Se fondant sur les recherches menées dans le monde entier, Curt Sachs arrive à la conclusion que “ les chœurs et les orchestres attachés au Temple de Jérusalem témoignent sur le plan musical d’un haut niveau d’instruction, d’une grande habileté et d’une connaissance étendue ”. Il ajoute : “ Il est important de se rendre compte que la musique du Proche-Orient antique était tout à fait différente de ce qu’ont admis les historiens du XIXe siècle. [...] Quoique nous ne sachions pas quel son produisait la musique ancienne, nous avons des témoignages suffisants de sa puissance, de sa dignité et de sa maîtrise. ” — The Rise of Music in the Ancient World: East and West, 1943, p. 48, 101, 102.
Les Écritures amènent à une conclusion semblable. Par exemple, l’expression “ Au directeur ” (MN) apparaît plus de 30 fois dans les suscriptions des Psaumes (Ps 11:sus et autres). On trouve dans d’autres versions : “ chef de chœur ” (Sg ; TOB), “ chef des chantres ” (ZK), “ maître de chant ” (AC ; Jé ; Os) et “ chef de musique ”. (Da.) Le terme hébreu semble désigner quelqu’un qui, d’une manière ou d’une autre, dirigeait l’exécution du chant, en l’organisant, en faisant répéter les chanteurs lévites et en les formant, ou bien lors de la représentation officielle. Peut-être était-il question du chef de chacune des 24 classes de musiciens du sanctuaire, à moins qu’il ne s’agisse d’un autre musicien accompli, puisque le récit dit qu’ils devaient “ faire fonction de directeurs ”. (1Ch 15:21 ; 25:1, 7-31.) Les suscriptions de quelque 20 autres psaumes sont encore plus précises à propos des “ directeurs ” : “ Au directeur, sur instruments à cordes ”, “ Au directeur, à l’octave inférieure ”, etc. (Ps 4:sus, 12:sus, et autres ; voir SHEMINITH.) De plus, les Écritures parlent des “ chefs des chanteurs ”, des “ experts ” et des ‘ élèves ’. Tout cela témoigne d’un haut niveau musical. — Ne 12:46 ; 1Ch 25:7, 8.

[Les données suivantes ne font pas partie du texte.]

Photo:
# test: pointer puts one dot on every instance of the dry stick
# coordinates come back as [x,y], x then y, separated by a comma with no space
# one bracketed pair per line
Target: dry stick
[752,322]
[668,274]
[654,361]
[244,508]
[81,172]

La plupart des chants de groupe en Israël étaient probablement antiphoniques, c’est-à-dire que deux demi-chœurs chantaient alternativement des vers parallèles, ou bien un soliste chantait et un chœur lui répondait. C’est apparemment ce que les Écritures entendent par ‘ répondre ’. (Ex 15:21 ; 1S 18:6, 7.) La façon même dont sont écrits certains psaumes, le Psaume 136 par exemple, indique qu’ils étaient chantés de cette manière. La description des deux grands chœurs d’actions de grâces, au temps de Nehémia, et de leur participation à l’inauguration de la muraille de Jérusalem implique qu’ils chantaient de cette façon. — Ne 12:31, 38, 40-42 ; voir CHANT.
On peut considérer que la psalmodie est à mi-chemin entre le chant et la parole. L’accent y est mis sur le rythme, tandis que le ton est plutôt monotone et répétitif. Alors que la psalmodie demeure assez en vogue dans certaines grandes religions du monde, dans la Bible son usage était limité aux chants funèbres. Ainsi, David chanta un chant funèbre sur la mort de son ami Yonathân et sur celle du roi Saül (2S 1:17 ; 2Ch 35:25 ; Éz 27:32 ; 32:16). La psalmodie n’est préférable à la mélodie de la musique ou à la modulation et à l’accentuation du simple discours que pour un chant funèbre ou une lamentation. — Voir CHANT FUNÈBRE.